I tried maybe for too long and although it resulted in violent attacks on my home, but because I was going through even worse stress with ds I didn't feel....10 days after CCTV I had to go to court to fight for my son to get a school that would hopefully get him a chance of some sort of normality and me a break as ds home 24/7 with no letup/support/break. So what I would say is it is a much less stress than having to care for your sick/disabled dc....but yes I totally get the anger bit and being left to do it alone which UnlikelyA is so very very hard for you as your situation the hardest I have ever come across.

UnlikelyA against my first advice I think putting it 'to bed' as tribpot says and well maybe just trying the once. then you know you tried...just don't make my mistake please and it then snowballs (not that your ex can just pop over on a ferry for 4 hours on his way to family/friends 'killing' 2 birds with one stone...the pun intended in my situation.

I understand the GP's thing too as the GrandM was a retired HT of a primary school 40 yrs, a long line of family teachers, members of a famous charitable trust to raise money for sick and disabled children ( they raised funds to send a girl who had autism to Florida in their local area saw it in their local newspaper) and when I asked for maintenance off ex they sided with their ds and they never saw there only gs and gc in UK again, after they spent 2 yrs building a HUGE bond with ds having him once weekly for a few hours and they made ds call GF 'daddy', GF being the only constant male in ds life...now ds has non. Ds was totally in pieces and regressed after they used their GS as a weapon by stopping contact and I am more angry towards them.

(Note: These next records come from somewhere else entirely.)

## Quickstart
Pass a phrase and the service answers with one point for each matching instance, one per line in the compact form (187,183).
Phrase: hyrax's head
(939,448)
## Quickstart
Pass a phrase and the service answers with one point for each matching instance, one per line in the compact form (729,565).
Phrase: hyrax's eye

But hey to produce a Narc their must be parental issues in the first place and their true colors came out when something did not go their way and dropped my ds like a hot potato! They even sent a solicitor letter with their DS (ex) saying they do not wish to have anymore contact with 'the child' again! However this letter is 'gold' to me as the child abuser will never get to lay one finger on my ds again.

Again UnlikelyA MASSIVE (((((((HUGS)))))))) I wish I could more to help you as I am tied but you and your ds are in my prayers and I hope your lovely boy's treatment continues to go well.